When Italian Prime Minister Giorgia Meloni posted a photograph from the Colosseum with PM Narendra Modi on Wednesday early morning with the caption "Welcome to Rome, my friend," it was not just really about being warm but she was doing what she has done at COP28, at the G7 in Puglia, and at the G20 in Rio de Janeiro — leaning into a friendship that has, slowly and somewhat understatedly, become one of India's more consequential diplomatic relationships.
The hashtag is #Melodi. It trends every time the two leaders appear together. But beneath the social media puns, memes and fan cams, something more substantive has been building as well.
How This Actually Started
It was Meloni's state visit to India in March 2023, during which bilateral relations were formally raised to the level of a Strategic Partnership. That visit set the template. Later that year, Meloni attended the G20 Summit in New Delhi, where Italy joined two key Indian initiatives — the India-Middle East-Europe Economic Corridor (IMEC) and the Global Biofuels Alliance, making itself invested into India's connectivity ambitions.
Since then, the two leaders have met at nearly every major multilateral forum. At the G20 in Johannesburg, their talks centred around deepening ties in trade, investment, technology, AI, defence and security, space, research, innovation and culture, according to MEA spokesperson Randhir Jaiswal. By that point, the relationship had its own working architecture — a Joint Strategic Action Plan running from 2025 to 2029.
Modi’s Rome Visit
Modi's arrival in Rome marks his first bilateral visit to Italy, distinct from his earlier attendance at the G7 summit in June 2024 and a G20 meeting three years prior. A bilateral visit signals intent in a way that sideline meetings at multilateral forums do not.
According to Reuters, Modi and Meloni are expected to adopt a joint declaration to further strengthen bilateral ties, including annual heads-of-government summits and a target of €20bn in trade by 2029. Bilateral trade between India and Italy stood at $16.77bn in 2025, with total Italian FDI into India reaching $3.66bn between April 2000 and September 2025. The target is ambitious but not unrealistic.

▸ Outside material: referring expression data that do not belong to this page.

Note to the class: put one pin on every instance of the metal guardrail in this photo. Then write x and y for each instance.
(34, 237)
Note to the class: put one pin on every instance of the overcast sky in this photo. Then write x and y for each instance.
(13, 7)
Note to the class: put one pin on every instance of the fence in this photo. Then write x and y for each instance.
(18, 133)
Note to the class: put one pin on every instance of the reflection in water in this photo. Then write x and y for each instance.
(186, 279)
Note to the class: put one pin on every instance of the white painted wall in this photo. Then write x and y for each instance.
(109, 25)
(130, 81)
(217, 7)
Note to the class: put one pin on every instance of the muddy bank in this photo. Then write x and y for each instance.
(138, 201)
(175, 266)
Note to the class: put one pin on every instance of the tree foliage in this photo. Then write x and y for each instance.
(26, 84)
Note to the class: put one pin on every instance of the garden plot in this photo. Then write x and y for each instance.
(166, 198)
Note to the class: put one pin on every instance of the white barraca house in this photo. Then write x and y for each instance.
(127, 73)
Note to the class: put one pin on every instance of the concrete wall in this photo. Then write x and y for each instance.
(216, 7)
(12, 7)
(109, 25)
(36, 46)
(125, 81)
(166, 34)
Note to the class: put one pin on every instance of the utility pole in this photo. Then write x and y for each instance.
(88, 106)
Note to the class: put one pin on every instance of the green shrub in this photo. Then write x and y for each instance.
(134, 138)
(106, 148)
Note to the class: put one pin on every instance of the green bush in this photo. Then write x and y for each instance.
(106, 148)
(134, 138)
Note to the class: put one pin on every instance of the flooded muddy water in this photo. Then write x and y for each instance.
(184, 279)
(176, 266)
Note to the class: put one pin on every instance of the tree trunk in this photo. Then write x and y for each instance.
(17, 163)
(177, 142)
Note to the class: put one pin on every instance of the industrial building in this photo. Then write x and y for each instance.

The IMEC is a major focal point of this visit. It aims to develop integrated trade routes connecting India to the Arabian Gulf and onwards to Europe. Italy's ports — particularly in the south — give it a natural role as a terminus for that corridor, and that is not lost on either side.
The Substance Underneath the Chemistry
In a joint article published in the Times of India, Modi and Meloni described the relationship as having reached a "decisive stage." They wrote that "Made in Italy" has always been synonymous with excellence and finds a natural synergy with the goals of "Make in India," pointing to over 1,000 companies from both sides with a presence in each other's markets as a positive sign that would strengthen supply chain integration.
On AI, the two leaders said their approach combines India's digital scale with Italy's ethical and industrial expertise, and that by sharing best practices in secure digital cooperation and resilient cyber infrastructure, the two countries aim to create an open and equitable digital space. They described this as forming the core of Italy's G7 presidency and the outcomes of the AI Impact Summit 2026 held in New Delhi.
On trade, both leaders said they want to reach and exceed the €20bn target by 2029, with a focus on defence and aerospace, clean technologies, machinery, automotive components, pharmaceuticals, textiles, agri-food and tourism.
Italy is rarely the first country that comes to mind when India's European partnerships are discussed. But the consistency with which Modi and Meloni have kept showing up for each other, at summit after summit, and are now formalising it with a bilateral visit and annual summits, suggests Rome has quietly moved much closer to the centre of India's European strategy.